O Vaticano apelou hoje a uma maior consciência ecológica por parte dos turistas em todo o mundo, numa mensagem intitulada ‘Turismo e água: proteger o nosso futuro comum’.

“É importante reiterar que todos os que estão envolvidos no fenómeno do turismo têm uma forte responsabilidade na gestão da água, de modo a que este setor seja efetivamente fonte de riqueza a nível social, ecológico, cultural e económico”, destaca o documento do Conselho Pontifício da Pastoral para os Migrantes e Itinerantes a respeito do Dia Mundial do Turismo 2013, que se celebra a 27 de setembro.

O organismo da Santa Sé advoga uma “uma mudança de mentalidade” que leve a adotar um estilo de vida diferente, “caracterizado pela sobriedade e a autodisciplina”.

“Deve garantir-se que o turista esteja consciente e reflita sobre as suas responsabilidades e sobre o impacto da sua viagem.

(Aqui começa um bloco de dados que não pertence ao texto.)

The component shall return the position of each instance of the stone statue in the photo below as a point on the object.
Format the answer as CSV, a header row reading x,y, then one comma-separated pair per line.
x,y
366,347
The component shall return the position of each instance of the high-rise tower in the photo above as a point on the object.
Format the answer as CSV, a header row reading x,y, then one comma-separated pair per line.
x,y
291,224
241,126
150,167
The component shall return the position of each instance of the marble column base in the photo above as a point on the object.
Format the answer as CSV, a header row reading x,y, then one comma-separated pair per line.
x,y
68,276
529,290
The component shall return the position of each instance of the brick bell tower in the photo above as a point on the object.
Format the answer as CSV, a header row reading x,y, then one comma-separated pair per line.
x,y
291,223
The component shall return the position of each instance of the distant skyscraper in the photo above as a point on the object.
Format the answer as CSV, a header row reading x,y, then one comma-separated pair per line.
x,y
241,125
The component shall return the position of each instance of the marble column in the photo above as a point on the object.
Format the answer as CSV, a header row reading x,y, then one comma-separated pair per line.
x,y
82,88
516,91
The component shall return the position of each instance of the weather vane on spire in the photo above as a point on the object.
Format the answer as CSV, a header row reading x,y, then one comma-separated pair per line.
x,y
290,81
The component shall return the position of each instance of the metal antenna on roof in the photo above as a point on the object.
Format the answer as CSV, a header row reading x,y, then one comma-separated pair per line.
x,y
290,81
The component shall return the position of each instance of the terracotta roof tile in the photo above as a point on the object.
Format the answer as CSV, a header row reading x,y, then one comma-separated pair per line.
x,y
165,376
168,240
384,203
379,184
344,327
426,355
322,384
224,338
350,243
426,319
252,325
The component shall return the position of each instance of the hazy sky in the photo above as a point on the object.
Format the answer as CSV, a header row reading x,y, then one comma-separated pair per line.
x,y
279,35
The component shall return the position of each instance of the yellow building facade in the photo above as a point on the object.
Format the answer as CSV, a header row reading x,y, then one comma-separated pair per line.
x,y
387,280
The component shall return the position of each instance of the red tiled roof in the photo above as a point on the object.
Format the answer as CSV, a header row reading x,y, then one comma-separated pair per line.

Ele deve ser capaz de chegar à convicção de que nem tudo é permitido, mesmo que pessoalmente possa assumir o seu custo económico”, sublinha a mensagem.

O Conselho Pontifício propõe a educação para “pequenos gestos” que combatam o desperdício ou contaminação da água e incentivem o seu “uso racional”, promovendo políticas adequadas e implementando equipamentos eficientes.

“É necessária, portanto, uma maior determinação por parte dos políticos e empresários, pois apesar de estarmos conscientes dos desafios que o problema da água nos coloca, temos consciência de que isto tem ainda de concretizar-se em compromissos vinculantes, precisos e verificáveis”, acrescenta a nota.

O tema escolhido pela Organização Mundial do Turismo associa-se ao Ano Internacional da Cooperação para a Água (2013), proclamado pela Assembleia Geral das Nações Unidas.

“Para o setor turístico, a água é de crucial importância, um bem e um recurso”, destaca o Vaticano.

O documento sustenta a necessidade de uma “economia verde”, cujo impacto ambiental se mantenha dentro de “limites aceitáveis”, e de um turismo ecológico, “respeitoso e sustentável”.

O organismo da Santa Sé recorda que uma em cada três pessoas vive num país com escassez de água de moderada a alta, e refere ser possível que em 2030 essa escassez afete “quase metade da população mundial”.

Segundo dados das Nações Unidas, cerca de mil milhões de pessoas não têm acesso à água potável.

“A gestão sustentável deste recurso natural é um desafio de ordem social, económica e ambiental, mas sobretudo de natureza ética, a partir do princípio do destino universal dos bens da terra, que é um direito natural”, assinala o Conselho Pontifício para a Pastoral dos Migrantes e Itinerantes.

Este dicastério evoca as mensagens do Papa Francisco em favor do respeito pela natureza e sublinha a importância da água na simbologia católica.